Потом она разденется, станет на стул. Ей нравится, когда ее фотографируют
обнаженной; тело ее, несмотря на загар, четко выделяется на фоне бордовых,
с разводами, обоев - и главный герой, икая, разглядывает сквозь объектив
ее диафрагму. Пленка чужая - и фотоаппарат не его; то-то будет сюрприз
товарищу. На ее теле нет симпатичных светлых полосок на тех местах, где
должен быть купальник - что за мода пошла загорать голышом...
Отрубился он почему-то в коридоре, куда пошел, чтобы выплеснуть
стакан вина; из-под двери тянуло холодом - а ему снился золотой пляж, там
было тепло, висело апельсиновое солнце, плескались и загорали шоколадные
девушки.

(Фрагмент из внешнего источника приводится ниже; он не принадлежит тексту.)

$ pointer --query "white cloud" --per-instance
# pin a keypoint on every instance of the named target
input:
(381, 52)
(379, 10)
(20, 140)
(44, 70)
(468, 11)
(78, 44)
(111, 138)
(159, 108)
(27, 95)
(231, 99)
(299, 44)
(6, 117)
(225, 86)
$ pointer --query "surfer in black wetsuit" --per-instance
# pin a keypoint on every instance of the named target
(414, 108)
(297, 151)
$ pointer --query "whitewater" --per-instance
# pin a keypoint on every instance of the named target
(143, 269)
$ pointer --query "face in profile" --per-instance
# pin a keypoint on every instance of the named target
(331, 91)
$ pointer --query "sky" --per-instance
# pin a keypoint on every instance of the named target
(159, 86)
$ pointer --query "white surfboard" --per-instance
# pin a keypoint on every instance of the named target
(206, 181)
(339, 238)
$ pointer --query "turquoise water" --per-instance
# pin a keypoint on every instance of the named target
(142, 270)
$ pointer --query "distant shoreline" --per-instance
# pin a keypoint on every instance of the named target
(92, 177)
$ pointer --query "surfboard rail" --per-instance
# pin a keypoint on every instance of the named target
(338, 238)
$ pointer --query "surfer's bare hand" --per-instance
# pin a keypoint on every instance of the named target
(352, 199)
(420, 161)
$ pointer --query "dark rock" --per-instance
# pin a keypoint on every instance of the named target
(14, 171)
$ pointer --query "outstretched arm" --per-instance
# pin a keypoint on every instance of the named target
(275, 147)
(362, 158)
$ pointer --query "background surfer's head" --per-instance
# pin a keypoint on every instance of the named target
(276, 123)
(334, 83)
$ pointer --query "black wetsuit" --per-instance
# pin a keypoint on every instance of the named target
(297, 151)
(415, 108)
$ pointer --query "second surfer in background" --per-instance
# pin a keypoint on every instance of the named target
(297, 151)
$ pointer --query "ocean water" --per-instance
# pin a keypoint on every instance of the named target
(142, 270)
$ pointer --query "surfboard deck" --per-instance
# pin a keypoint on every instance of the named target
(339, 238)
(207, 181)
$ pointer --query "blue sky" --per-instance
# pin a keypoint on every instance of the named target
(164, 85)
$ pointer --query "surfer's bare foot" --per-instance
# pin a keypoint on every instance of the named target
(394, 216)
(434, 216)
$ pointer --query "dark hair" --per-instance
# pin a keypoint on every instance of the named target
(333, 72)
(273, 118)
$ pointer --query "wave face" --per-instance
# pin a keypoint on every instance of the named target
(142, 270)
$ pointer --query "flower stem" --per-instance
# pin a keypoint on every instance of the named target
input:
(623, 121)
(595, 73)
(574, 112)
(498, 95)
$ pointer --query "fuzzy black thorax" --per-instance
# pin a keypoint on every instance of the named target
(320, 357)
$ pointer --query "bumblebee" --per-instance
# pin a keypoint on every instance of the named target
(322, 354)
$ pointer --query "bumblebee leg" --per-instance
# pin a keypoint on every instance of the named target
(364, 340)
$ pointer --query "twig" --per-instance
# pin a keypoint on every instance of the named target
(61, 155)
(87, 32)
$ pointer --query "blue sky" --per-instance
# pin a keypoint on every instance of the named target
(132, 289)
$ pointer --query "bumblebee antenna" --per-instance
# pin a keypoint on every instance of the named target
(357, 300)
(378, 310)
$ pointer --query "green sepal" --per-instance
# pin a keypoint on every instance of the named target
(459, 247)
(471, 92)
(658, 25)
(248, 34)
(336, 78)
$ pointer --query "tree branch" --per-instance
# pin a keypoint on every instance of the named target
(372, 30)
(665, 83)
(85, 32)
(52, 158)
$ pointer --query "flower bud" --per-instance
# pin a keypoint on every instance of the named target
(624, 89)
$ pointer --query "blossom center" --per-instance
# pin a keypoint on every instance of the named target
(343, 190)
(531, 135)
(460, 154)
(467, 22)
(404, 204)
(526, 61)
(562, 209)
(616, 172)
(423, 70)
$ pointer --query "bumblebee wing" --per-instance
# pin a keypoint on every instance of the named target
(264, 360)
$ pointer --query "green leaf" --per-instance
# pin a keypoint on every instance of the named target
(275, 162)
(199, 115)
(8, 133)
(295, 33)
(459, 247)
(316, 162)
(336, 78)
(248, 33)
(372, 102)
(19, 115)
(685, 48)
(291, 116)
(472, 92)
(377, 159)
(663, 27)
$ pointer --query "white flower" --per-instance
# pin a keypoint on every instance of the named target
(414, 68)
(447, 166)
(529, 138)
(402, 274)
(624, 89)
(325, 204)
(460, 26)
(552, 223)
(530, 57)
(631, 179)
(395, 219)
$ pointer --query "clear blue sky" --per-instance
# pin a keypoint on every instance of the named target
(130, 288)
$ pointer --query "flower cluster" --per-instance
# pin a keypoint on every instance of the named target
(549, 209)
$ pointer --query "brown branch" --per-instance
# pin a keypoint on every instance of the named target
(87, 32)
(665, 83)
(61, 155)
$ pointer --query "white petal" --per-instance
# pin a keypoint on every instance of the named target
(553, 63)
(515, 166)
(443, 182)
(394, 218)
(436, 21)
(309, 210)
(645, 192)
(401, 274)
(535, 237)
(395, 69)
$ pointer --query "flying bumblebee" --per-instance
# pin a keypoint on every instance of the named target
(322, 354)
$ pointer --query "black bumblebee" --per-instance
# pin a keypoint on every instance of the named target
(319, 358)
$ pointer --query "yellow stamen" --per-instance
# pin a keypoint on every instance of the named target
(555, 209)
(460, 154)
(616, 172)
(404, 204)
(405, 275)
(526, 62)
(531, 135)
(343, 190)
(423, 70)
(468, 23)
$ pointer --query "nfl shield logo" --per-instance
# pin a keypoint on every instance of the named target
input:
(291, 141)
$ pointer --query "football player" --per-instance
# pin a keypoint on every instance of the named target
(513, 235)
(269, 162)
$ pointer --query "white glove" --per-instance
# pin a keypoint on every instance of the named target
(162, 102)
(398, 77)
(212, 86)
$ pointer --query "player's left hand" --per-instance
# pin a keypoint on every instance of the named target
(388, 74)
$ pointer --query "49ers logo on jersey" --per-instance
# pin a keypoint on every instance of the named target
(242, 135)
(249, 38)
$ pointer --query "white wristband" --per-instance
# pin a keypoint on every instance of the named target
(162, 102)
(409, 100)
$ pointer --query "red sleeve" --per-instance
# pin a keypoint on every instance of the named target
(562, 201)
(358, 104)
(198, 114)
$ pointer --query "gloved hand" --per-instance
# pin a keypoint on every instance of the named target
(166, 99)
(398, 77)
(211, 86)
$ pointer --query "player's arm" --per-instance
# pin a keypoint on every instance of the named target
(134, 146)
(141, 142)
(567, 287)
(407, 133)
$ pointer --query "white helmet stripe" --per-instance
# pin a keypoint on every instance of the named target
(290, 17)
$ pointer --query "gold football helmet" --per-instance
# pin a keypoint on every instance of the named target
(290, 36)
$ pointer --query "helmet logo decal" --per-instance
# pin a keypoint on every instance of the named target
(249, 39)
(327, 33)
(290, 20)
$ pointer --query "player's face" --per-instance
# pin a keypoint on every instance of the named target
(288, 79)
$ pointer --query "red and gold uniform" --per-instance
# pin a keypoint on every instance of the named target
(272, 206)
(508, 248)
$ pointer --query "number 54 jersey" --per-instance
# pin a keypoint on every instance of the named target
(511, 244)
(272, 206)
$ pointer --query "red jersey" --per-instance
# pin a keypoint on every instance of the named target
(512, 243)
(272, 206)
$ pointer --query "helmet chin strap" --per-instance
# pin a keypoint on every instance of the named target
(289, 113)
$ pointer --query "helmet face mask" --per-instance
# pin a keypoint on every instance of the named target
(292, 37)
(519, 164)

А еще ему страшно хотелось пить - но на пляже не было ни единого
киоска. Главный герой плюнул в сердцах, содрал с неба солнце и стал его
раздраженно чистить - а ветер все что-то тоскливо напевал и напевал под
дверью.
Она спала на диване под пледом, свернувшись калачиком - и во
сне у нее было детское и обиженное лицо. В окно заглядывало оранжевое,
с неживым оттенком, ночное небо - но его никто не хотел видеть.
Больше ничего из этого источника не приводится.